Ultimately, it’s too simplistic to see the copyright wars as a battle between idealistic tech companies that want information to be free, and the greedy old media that wants to preserve a dying business model. Instead, as Robert Levine argues in his new book Free Ride: How Digital Parasites Are Destroying the Culture Business, and How the Culture Business Can Fight Back, the real battle is between two competing business models. On the one hand, there are the publishers, record companies, and movie companies that fund the content people want to watch and read. On the other, there are the tech companies, like Google and Facebook, that want to distribute content created with other people’s money and sell more ads as a result. By destroying the business model that makes it possible for AMC to invest in excellent shows like “Mad Men,” Levine argues, the tech companies will create a digital wasteland dominated by self-produced cat videos.

There’s much to be said for Levine’s analysis of the competing financial interests on both sides of the debate: The current system looks much better for the tech companies that distribute other people’s content than for the old media companies that fund it. And to the degree that it’s harder for artists and journalists to get paid for their work, the public may not benefit in the long run. What’s still unclear—and is important to figure out—is how great a role Internet piracy is playing in destroying the business model that used to allow old media companies to invest in authors, musicians, and movie producers, and support them over the course of a career.

Levine argues that “as piracy lowers the value of media, technology companies have essentially managed to set the price of music and videos and tried to do the same for books.” In a version of Wal-Mart capitalism, the argument goes, no matter what a movie or book costs to produce, Amazon and iTunes can sell it for as little as possible and make their money elsewhere—by selling iPods or kindles, for example.

But it’s not obvious that online piracy is the major factor in allowing tech companies to distribute content for less than they pay for it.

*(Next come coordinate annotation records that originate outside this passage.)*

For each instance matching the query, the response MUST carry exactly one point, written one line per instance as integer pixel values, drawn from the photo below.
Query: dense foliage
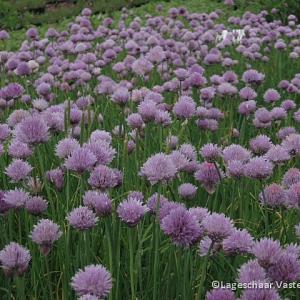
(148, 158)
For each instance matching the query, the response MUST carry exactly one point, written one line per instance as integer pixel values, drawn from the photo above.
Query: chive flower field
(148, 158)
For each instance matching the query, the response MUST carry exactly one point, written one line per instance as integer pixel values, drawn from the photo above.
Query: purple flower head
(285, 131)
(15, 198)
(277, 154)
(65, 147)
(56, 176)
(137, 195)
(100, 202)
(36, 205)
(291, 177)
(14, 259)
(251, 271)
(4, 132)
(271, 96)
(292, 143)
(32, 33)
(247, 93)
(220, 293)
(80, 160)
(147, 109)
(181, 74)
(236, 152)
(187, 190)
(267, 251)
(142, 66)
(154, 205)
(92, 280)
(88, 297)
(82, 218)
(163, 118)
(4, 35)
(208, 247)
(158, 168)
(103, 177)
(260, 144)
(235, 169)
(199, 213)
(297, 229)
(274, 195)
(131, 211)
(103, 152)
(211, 152)
(184, 108)
(253, 77)
(239, 242)
(166, 207)
(18, 170)
(120, 96)
(23, 69)
(278, 113)
(247, 107)
(4, 207)
(182, 227)
(258, 168)
(293, 195)
(100, 135)
(217, 226)
(32, 130)
(44, 89)
(262, 115)
(135, 121)
(45, 233)
(209, 176)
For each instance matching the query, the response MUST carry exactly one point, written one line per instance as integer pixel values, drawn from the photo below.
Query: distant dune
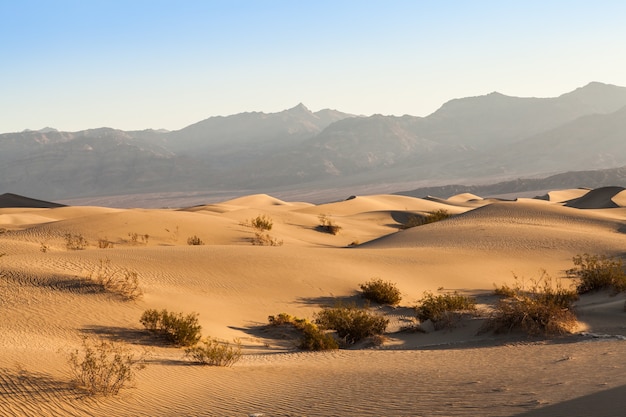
(47, 305)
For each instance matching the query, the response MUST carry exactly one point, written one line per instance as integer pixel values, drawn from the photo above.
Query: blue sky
(136, 64)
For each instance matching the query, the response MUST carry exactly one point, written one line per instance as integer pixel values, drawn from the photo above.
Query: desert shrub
(262, 223)
(264, 239)
(381, 292)
(351, 323)
(327, 225)
(194, 241)
(444, 309)
(136, 238)
(75, 242)
(214, 352)
(540, 308)
(105, 244)
(175, 327)
(312, 337)
(103, 367)
(596, 272)
(417, 220)
(122, 281)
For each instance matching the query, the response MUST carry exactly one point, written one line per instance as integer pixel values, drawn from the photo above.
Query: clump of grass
(121, 281)
(312, 337)
(540, 308)
(444, 309)
(265, 239)
(194, 241)
(137, 238)
(182, 330)
(327, 225)
(214, 352)
(381, 292)
(262, 223)
(415, 220)
(105, 243)
(75, 241)
(595, 272)
(103, 367)
(351, 323)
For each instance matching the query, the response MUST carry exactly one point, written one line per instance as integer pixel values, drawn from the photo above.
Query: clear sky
(136, 64)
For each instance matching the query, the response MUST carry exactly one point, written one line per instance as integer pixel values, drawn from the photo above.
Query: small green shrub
(121, 281)
(262, 223)
(327, 225)
(75, 242)
(444, 309)
(541, 308)
(214, 352)
(381, 292)
(103, 368)
(595, 272)
(194, 241)
(105, 244)
(313, 338)
(351, 323)
(175, 327)
(264, 239)
(415, 220)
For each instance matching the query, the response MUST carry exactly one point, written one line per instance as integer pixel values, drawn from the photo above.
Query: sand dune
(234, 286)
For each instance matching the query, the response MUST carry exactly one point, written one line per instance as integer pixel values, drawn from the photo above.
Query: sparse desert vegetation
(328, 225)
(179, 329)
(596, 272)
(381, 292)
(444, 309)
(213, 352)
(415, 220)
(538, 307)
(75, 241)
(102, 367)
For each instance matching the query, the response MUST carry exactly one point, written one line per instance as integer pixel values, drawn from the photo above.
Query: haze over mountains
(471, 140)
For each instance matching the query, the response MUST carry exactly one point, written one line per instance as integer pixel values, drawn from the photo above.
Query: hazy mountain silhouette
(467, 140)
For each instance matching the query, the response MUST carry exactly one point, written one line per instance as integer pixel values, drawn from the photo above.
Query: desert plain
(46, 308)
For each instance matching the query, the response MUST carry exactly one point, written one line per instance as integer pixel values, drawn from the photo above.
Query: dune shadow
(38, 386)
(331, 301)
(607, 403)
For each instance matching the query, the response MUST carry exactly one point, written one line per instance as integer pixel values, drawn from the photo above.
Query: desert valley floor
(46, 308)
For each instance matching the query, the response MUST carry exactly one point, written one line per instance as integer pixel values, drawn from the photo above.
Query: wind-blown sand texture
(46, 308)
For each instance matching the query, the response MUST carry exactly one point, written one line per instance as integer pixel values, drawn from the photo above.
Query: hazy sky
(136, 64)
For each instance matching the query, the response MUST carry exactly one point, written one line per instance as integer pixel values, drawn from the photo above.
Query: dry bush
(327, 225)
(175, 327)
(103, 367)
(595, 272)
(265, 239)
(121, 281)
(351, 323)
(75, 242)
(105, 244)
(539, 308)
(415, 220)
(136, 238)
(214, 352)
(194, 241)
(312, 337)
(262, 223)
(444, 309)
(381, 292)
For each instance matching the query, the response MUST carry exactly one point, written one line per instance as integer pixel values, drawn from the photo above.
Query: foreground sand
(234, 286)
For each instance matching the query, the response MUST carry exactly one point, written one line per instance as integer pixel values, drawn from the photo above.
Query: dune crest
(48, 304)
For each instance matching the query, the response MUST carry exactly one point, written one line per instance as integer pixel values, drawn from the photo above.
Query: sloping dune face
(210, 260)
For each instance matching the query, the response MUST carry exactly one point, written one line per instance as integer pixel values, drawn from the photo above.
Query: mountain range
(326, 154)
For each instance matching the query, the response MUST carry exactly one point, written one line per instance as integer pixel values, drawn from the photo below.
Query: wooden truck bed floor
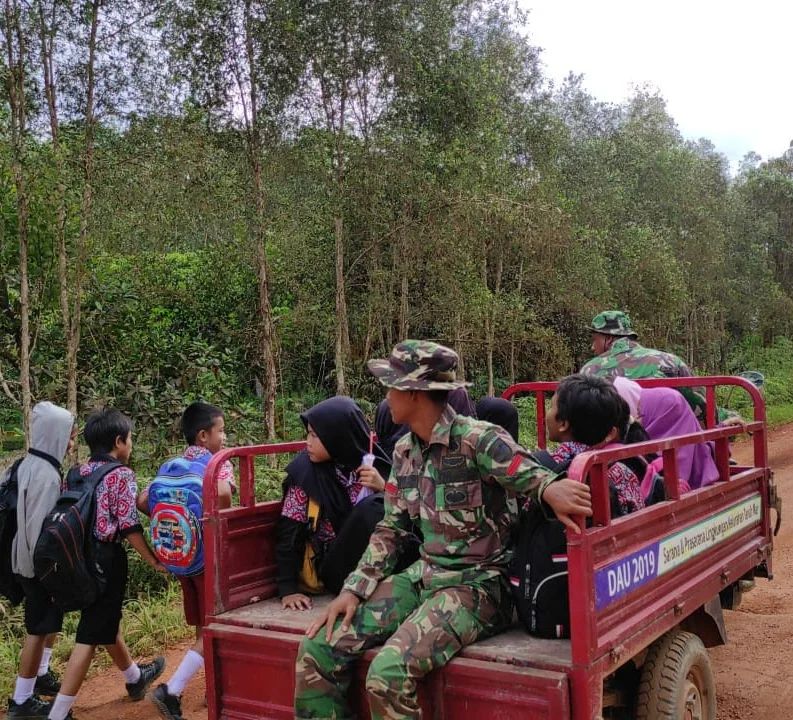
(514, 646)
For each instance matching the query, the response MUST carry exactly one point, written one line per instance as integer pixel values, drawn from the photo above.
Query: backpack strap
(13, 471)
(544, 458)
(46, 456)
(91, 483)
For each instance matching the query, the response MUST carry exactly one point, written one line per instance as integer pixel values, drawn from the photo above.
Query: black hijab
(499, 412)
(341, 426)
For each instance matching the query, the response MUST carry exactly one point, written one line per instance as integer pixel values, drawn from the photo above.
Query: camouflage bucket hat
(418, 365)
(612, 322)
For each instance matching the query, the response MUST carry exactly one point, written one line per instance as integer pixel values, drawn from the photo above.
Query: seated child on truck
(204, 430)
(586, 412)
(662, 414)
(331, 503)
(451, 475)
(108, 433)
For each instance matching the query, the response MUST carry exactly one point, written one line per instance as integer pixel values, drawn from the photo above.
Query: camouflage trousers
(422, 629)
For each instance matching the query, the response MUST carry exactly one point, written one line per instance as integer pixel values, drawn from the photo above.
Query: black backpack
(9, 585)
(538, 570)
(67, 555)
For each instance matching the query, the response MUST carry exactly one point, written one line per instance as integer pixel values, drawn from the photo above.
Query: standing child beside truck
(204, 429)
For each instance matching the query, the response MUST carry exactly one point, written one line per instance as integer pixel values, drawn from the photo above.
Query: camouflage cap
(613, 322)
(418, 365)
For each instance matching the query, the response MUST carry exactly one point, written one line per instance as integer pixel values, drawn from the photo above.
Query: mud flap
(708, 623)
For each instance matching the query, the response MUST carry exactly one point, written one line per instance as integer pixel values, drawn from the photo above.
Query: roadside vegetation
(183, 220)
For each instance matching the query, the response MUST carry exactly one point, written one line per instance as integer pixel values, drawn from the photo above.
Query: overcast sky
(724, 68)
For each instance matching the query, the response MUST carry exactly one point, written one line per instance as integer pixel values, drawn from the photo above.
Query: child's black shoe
(170, 706)
(149, 672)
(32, 709)
(47, 684)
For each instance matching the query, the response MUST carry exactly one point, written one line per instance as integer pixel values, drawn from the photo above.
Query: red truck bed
(632, 580)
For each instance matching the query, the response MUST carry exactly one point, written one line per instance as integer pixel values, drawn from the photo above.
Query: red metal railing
(601, 639)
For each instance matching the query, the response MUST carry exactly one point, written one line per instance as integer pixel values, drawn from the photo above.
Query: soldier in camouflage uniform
(450, 476)
(618, 353)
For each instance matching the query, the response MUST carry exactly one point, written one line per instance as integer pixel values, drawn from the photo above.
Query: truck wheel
(676, 681)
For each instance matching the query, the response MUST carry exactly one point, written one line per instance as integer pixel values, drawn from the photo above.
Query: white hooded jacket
(38, 481)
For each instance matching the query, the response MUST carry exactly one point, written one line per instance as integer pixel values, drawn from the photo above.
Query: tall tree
(17, 73)
(243, 58)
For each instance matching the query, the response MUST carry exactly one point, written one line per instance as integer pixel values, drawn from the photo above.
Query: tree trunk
(47, 37)
(267, 326)
(86, 212)
(342, 325)
(15, 80)
(512, 344)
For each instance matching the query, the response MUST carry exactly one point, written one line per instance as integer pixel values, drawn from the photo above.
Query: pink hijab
(664, 412)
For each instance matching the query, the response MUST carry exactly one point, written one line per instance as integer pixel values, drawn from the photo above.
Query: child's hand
(369, 477)
(296, 601)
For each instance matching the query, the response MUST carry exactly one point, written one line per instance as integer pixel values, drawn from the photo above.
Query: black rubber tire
(676, 681)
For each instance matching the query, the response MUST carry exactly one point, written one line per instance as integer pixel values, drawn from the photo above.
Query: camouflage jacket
(627, 357)
(455, 490)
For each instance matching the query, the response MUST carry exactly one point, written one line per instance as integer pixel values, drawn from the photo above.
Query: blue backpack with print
(175, 510)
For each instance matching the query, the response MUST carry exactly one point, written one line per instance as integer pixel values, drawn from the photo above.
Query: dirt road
(752, 671)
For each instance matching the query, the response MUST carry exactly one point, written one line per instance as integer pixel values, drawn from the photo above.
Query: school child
(331, 502)
(204, 429)
(108, 433)
(662, 413)
(586, 411)
(52, 435)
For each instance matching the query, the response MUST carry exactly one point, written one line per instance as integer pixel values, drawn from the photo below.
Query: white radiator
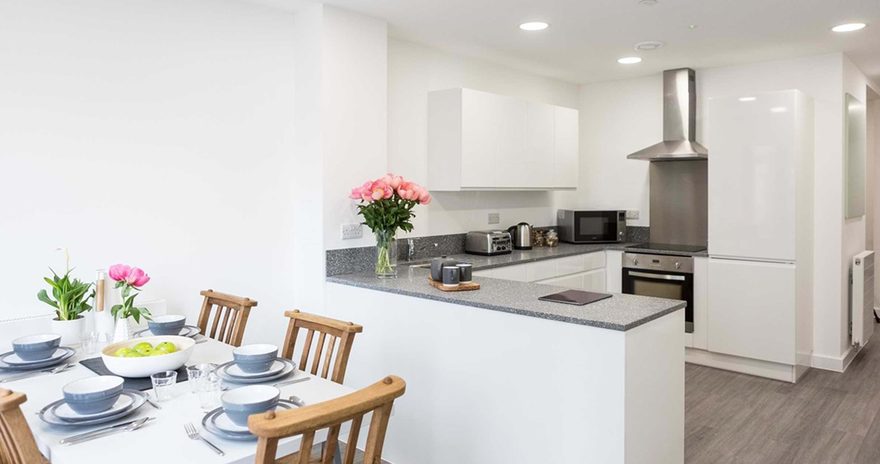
(862, 297)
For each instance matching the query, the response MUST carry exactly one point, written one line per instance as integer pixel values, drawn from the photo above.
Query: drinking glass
(163, 384)
(196, 373)
(210, 388)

Levine cites the example of the music industry, which was so spooked by the proliferation of pirated music on Napster that it struck a poor deal with Apple, replacing the sale of $15 albums with 99-cent songs. Yet there’s little evidence that the same result would not have occurred in a world without Napster: Individual bands might have struck enough deals with Apple that the music industry would still have been forced to sell its content below the cost of production.

What we need, therefore, is more empirical research about the relationship between copyright enforcement and digital creativity. There is certainly a price below which authors and journalists won’t produce good work in the first place, and also a price below which the failure to promote authors, movies, and journalists ensures they never find the audience they deserve. But whether more vigorous copyright enforcement would solve these problems needs more study.

In the meantime, there are plenty of moderate alternatives to the unlamented SOPA and PIPA. The best solution, one that protects copyright without changing the architecture of the Internet, might lie in simple law enforcement, of the kind that ensures there’s less commercial child pornography available online than there was fifteen years ago. This is the approach taken in a 2010 report by Victoria Espinel, the White House’s copyright czar, which suggests that the best way of combating international piracy is to “enhance foreign law enforcement cooperation” and “strengthen intellectual property enforcement through international organizations.” Since the number of commercial pirate sites operating overseas is small—a couple dozen, by some estimates—tracking and identifying them, and prosecuting them in cooperation with overseas police forces, is a far more focused solution to the problem of Internet piracy than shutting down free speech for everyone. But will this be enough to save the old media’s business model, and the artists, musicians, and writers it has long supported? That remains an open question.

Jeffrey Rosen is the legal affairs editor of The New Republic.